NeilMacMullen commented 4 years ago

@praveenraghuvanshi1512 - you may wish to use Deedle dataframes in the interim .... it's probably not as performant but seems to work well and has no problems with parsing CSV files as far as I can see... http://bluemountaincapital.github.io/Deedle/csharpintro.html An alternative is to use the CsvHelper library (https://github.com/JoshClose/CsvHelper) to load in the csv and then create the dataframe from the objects.

zyzhu commented 4 years ago

Well, I would not use Deedle's csv loading. It uses exactly the same csv parser and inference in FSharp.Data.

It works OK on small csv files. The performance is bad when loading big csv file like more than 1gb. Sometimes it runs out of memory. It has also drawbacks such as not recognizing scientific numbers such as 1e6. Just search csv in Deedle's issue and you will find a lot of problems. I've managed to fixed a few trivial ones but the performance is a main issue.

NeilMacMullen commented 4 years ago

Thanks @zyzhu - I could have sworn Deedle handled embedded commas correctly but haven't used it for a while so will defer to your experience! Maybe the best workaround then is to write a small utility using CsvHelper to load in the original rows and then remove embedded commas an a cell by cell basis before writing them back out again.

NeilMacMullen commented 4 years ago

@praveenraghuvanshi1512 You can use this code with CsvHelper to do a quick file conversion..

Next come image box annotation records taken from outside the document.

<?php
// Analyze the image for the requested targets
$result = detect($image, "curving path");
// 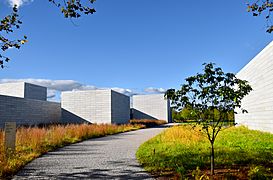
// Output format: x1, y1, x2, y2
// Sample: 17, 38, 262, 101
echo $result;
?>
13, 126, 168, 179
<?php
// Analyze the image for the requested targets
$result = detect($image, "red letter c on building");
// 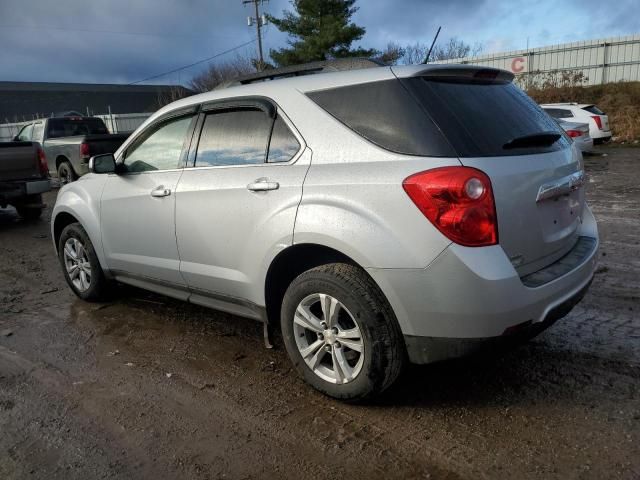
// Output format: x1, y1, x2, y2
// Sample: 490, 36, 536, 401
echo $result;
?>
511, 57, 524, 73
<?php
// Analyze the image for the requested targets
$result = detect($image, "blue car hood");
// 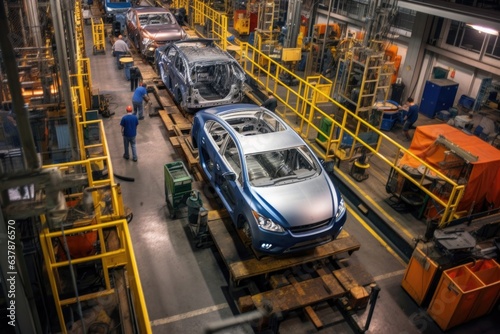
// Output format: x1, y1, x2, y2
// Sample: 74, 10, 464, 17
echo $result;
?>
252, 173, 335, 227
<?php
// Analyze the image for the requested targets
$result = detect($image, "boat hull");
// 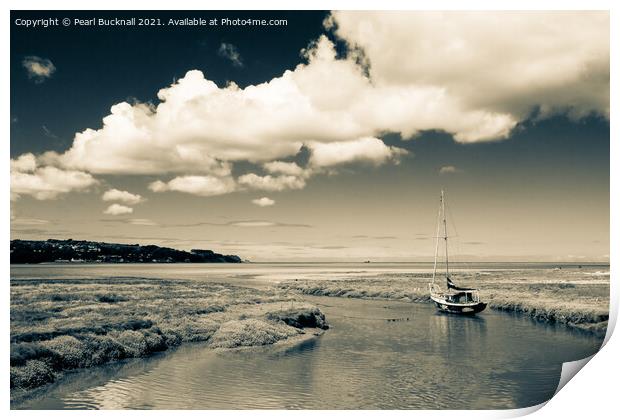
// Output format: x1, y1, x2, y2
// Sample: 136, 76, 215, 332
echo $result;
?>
433, 299, 487, 315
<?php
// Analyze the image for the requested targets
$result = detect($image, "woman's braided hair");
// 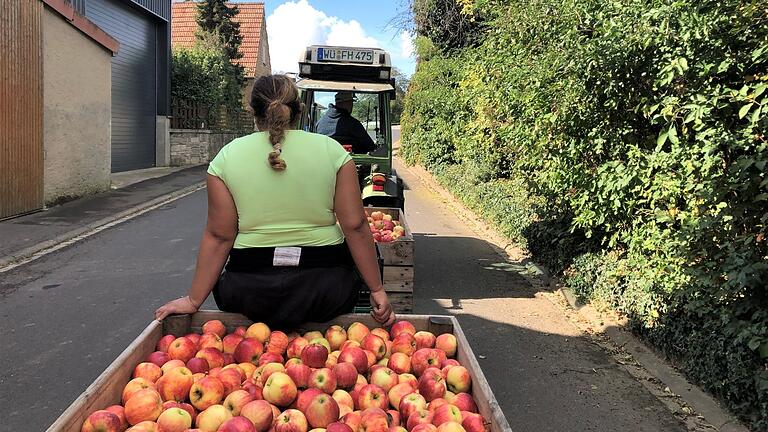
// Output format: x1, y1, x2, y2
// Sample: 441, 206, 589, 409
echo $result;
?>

private static void Main(string[] args)
        {
            //usage prog.exe in.csv out.csv
            var (inFile, outFile) = (args[0], args[1]);

            var culture = CultureInfo.InvariantCulture;
            using var reader = new StreamReader(inFile);
            using var csvIn = new CsvReader(reader, new CsvConfiguration(culture));
            using var recordsIn = new CsvDataReader(csvIn);
            using var writer = new StreamWriter(outFile);
            using var outCsv = new CsvWriter(writer, culture);

            //change this strategy if you prefer to just delete the commas
            static string Sanitise(string s) => s.Replace(",", "_");

            while (recordsIn.Read())
            {
                var columns = recordsIn.FieldCount;
                for (var i = 0; i < columns; i++)
                    outCsv.WriteField(Sanitise(recordsIn.GetString(i)));
                outCsv.NextRecord();
            }
        }
pgovind commented 4 years ago

If I may just chime in, since there is enough interest here in getting a more featured CSV reader, it might be worth it to create a new csproj in corefxlab called DataFrame_IO and write a LoadCsv method taking a dependency on CsvHelper. Here is a catch-all issue I opened to address this: https://github.com/dotnet/corefxlab/issues/2785.

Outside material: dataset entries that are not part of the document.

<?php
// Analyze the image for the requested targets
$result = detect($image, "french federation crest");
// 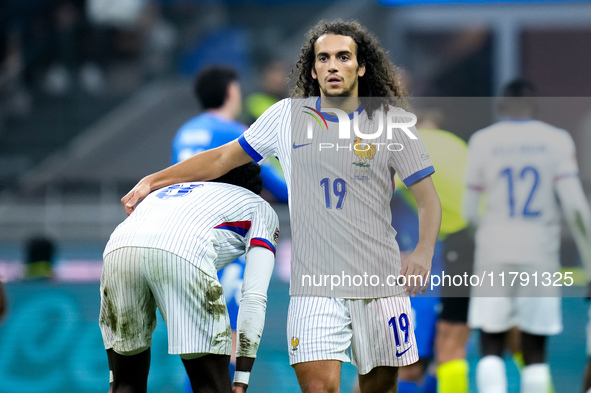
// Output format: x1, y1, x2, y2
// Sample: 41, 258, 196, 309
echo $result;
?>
353, 137, 376, 180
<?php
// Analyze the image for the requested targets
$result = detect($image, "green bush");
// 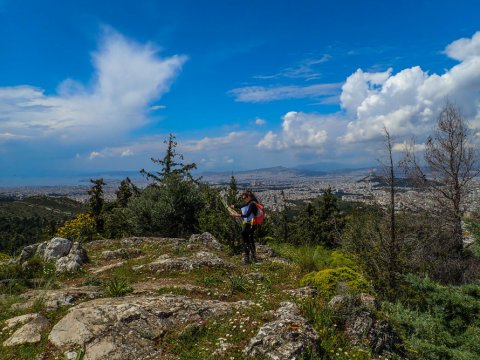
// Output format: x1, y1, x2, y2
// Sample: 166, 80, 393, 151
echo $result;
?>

praveenraghuvanshi1512 commented 4 years ago

@praveenraghuvanshi1512 You can use this code with CsvHelper to do a quick file conversion..

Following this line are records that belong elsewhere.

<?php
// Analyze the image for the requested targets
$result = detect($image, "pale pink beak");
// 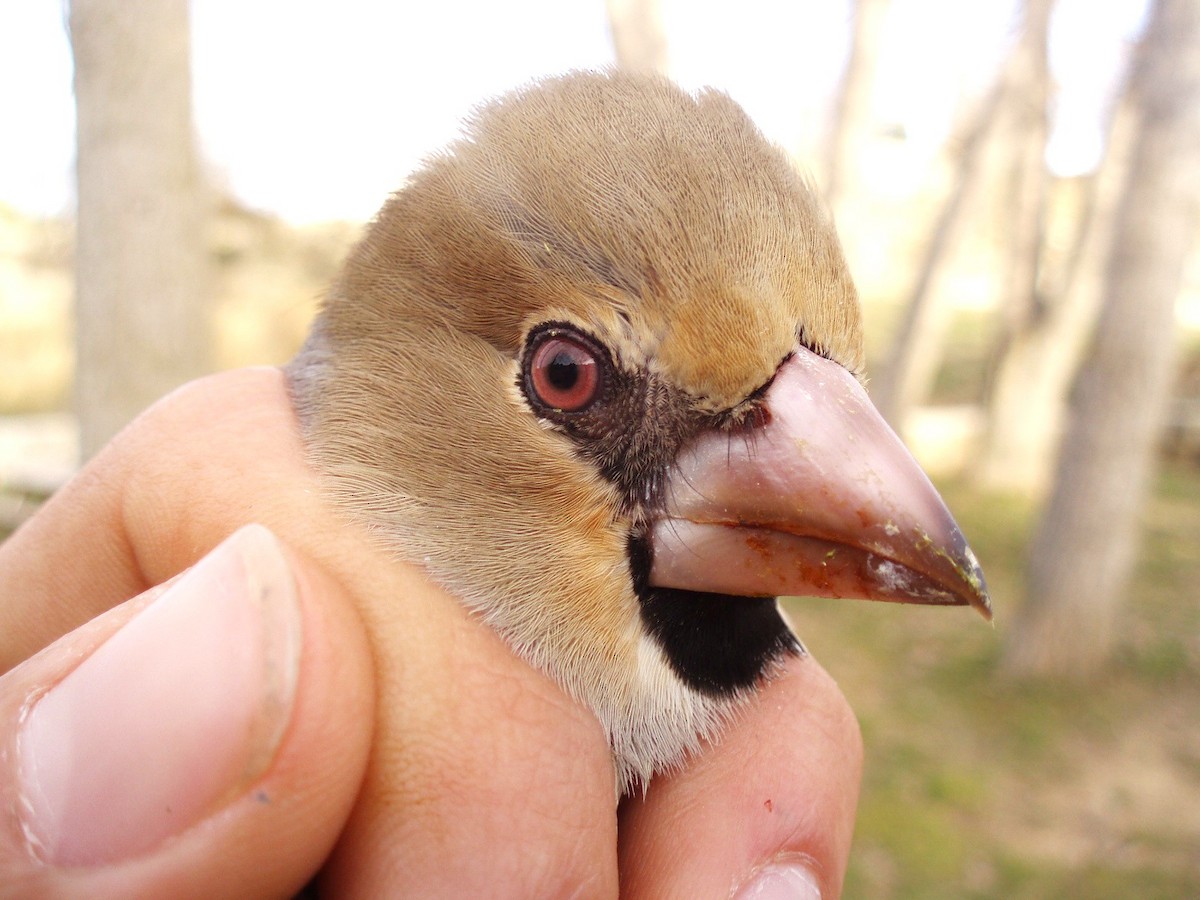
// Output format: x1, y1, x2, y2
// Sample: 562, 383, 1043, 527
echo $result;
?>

private static void Main(string[] args)
        {
            //usage prog.exe in.csv out.csv
            var (inFile, outFile) = (args[0], args[1]);

            var culture = CultureInfo.InvariantCulture;
            using var reader = new StreamReader(inFile);
            using var csvIn = new CsvReader(reader, new CsvConfiguration(culture));
            using var recordsIn = new CsvDataReader(csvIn);
            using var writer = new StreamWriter(outFile);
            using var outCsv = new CsvWriter(writer, culture);

            //change this strategy if you prefer to just delete the commas
            static string Sanitise(string s) => s.Replace(",", "_");

            while (recordsIn.Read())
            {
                var columns = recordsIn.FieldCount;
                for (var i = 0; i < columns; i++)
                    outCsv.WriteField(Sanitise(recordsIn.GetString(i)));
                outCsv.NextRecord();
            }
        }

Thank you for reference, will try it.

luisquintanilla commented 2 years ago

Unable to repro in version 0.20.0-preview.22313.1. Closing for now.